Ismael Isaías Pérez Martínez

24 Years Old - Worker

 Ismael Isaías Pérez Martínez

“My son was full of life; he was 24 and had his whole future ahead of him”

 

Murdered in Managua on April 21, 2018

Ismael Isaías Pérez Martínez died on April 21, 2018, at 24 years of age.  His sister, Migdalia Elizabeth Pérez Martínez, remembers him as a happy, friendly young man.  “He was a positive person, sure of himself, a fighter.  He started to work when he was 17 in the sugar refinery and then was a security guard.  But what he liked most was construction; he built the family house with his father, who is a bricklayer.  He had ideas; he was ingenious, creative and intelligent.  I admired him a lot!  With a huge effort he finished high school and aspired to enroll in the university.”

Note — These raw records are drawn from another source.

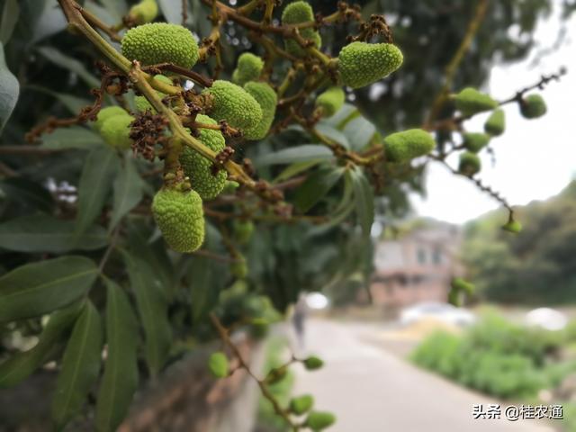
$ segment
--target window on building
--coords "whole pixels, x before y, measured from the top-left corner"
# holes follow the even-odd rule
[[[418,248],[416,252],[418,264],[426,264],[426,250]]]

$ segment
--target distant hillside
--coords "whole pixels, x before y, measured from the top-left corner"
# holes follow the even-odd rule
[[[463,260],[480,294],[515,303],[576,301],[576,182],[517,216],[518,235],[500,230],[503,211],[465,226]]]

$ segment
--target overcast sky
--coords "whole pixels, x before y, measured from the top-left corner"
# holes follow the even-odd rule
[[[559,3],[559,2],[558,2]],[[540,48],[552,46],[557,38],[560,22],[554,14],[540,23],[536,40]],[[576,29],[574,16],[567,28]],[[509,67],[492,69],[484,90],[496,99],[506,99],[517,89],[536,83],[541,74],[556,72],[561,66],[568,75],[552,82],[543,92],[548,105],[545,116],[526,120],[516,104],[506,105],[506,132],[491,144],[496,165],[486,151],[481,154],[482,170],[479,177],[507,197],[513,205],[526,204],[558,194],[576,178],[576,32],[568,32],[562,48],[545,56],[539,65],[531,65],[534,56]],[[536,50],[537,51],[537,50]],[[488,114],[467,122],[469,131],[482,131]],[[449,159],[457,166],[458,158]],[[439,164],[428,166],[428,197],[414,196],[412,202],[421,216],[454,223],[474,219],[499,207],[491,198],[478,191],[469,180],[452,175]]]

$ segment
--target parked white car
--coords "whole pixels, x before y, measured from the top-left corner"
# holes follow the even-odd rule
[[[404,309],[400,315],[400,322],[405,326],[424,319],[437,320],[454,326],[469,326],[476,320],[476,317],[469,310],[449,303],[435,302],[410,306]]]

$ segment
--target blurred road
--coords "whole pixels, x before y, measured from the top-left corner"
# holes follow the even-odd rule
[[[472,406],[498,403],[426,373],[366,340],[382,328],[310,320],[306,346],[326,365],[297,369],[294,395],[338,416],[329,432],[548,432],[562,420],[473,419]],[[301,353],[302,354],[302,353]]]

His mother, Mariana Quintero, describes him as a rebel, but also playful and friendly.  “Sometimes he was affectionate and for Mother’s Day he always showed up with his cupcake,” she said.  “His desire was to work, have his family and his own house.  When he went to work in Managua I told him to stay here, that with the little shop I have we’d never be without food.  We grew corn here and have chickens, but he didn’t want to be a burden, so he left.”

His mother recalls that the Sunday before traveling to Managua, they went out together to the wharf at Potosí to visit relatives who live in the area.  They went swimming and ate fish.  Ismael was happy playing with his cousins and the kids from around there; he filmed them all with his cell phone because he loved to record video and take lots of photos.

Migdalia explains that Isaías, as she called him, went to Managua to work in masonry with his older brother, and that when he died he had only been in the capital barely a week. “My other brother says that on Saturday, April 21, they went together to collect their pay.  They separated at about 7 at night and Isaías went off in a taxi.  There was a lot of violence in Managua that day, as the police and paramilitaries attacked the Polytechnic University (UPOLI) and the barricades erected by residents and students in that sector. For their part, tough guys from the Sandinista Youth went around pillaging the businesses and supermarkets in the city’s eastern neighborhoods.

At about 10:00 that night, Ismael was near the Rubenia bridge when shooting broke out.  He died of multiple gunshot wounds.  According to information from the Forensic Examiner’s Office, police from Station VI found his body near the Subasta while making their morning rounds on Sunday.

That same morning, a call made from Ismael’s own cell phone asked the family members to come to the Forensic Examiner’s to identify a body.  Doña Mariana, overwhelmed by such a phone call, asked Migdalia to go and to make the funeral arrangements.

“I got to the Forensic Examiner’s at 6:00 that evening,” says Migdalia.  “They showed me the body.  It was him.  He had bullet holes in his neck and thorax and a lot in his side.  They riddled him with bullets.  They shot him like an animal.”

It was hard to transfer the coffin all the way to Posoltega where the family lived, because they couldn’t get past the roadblocks on the highway.  There was one in Nagarote and another in La Paz Centro. “When we finally got to the house at about 1:00 in the morning, everyone was there waiting.  Friends arrived in two buses and we buried him on Monday,” she adds.

Ismael’s mother said that “when your son dies of an illness, you know and are sort of prepared, but when he is snatched away like this it’s horrible.”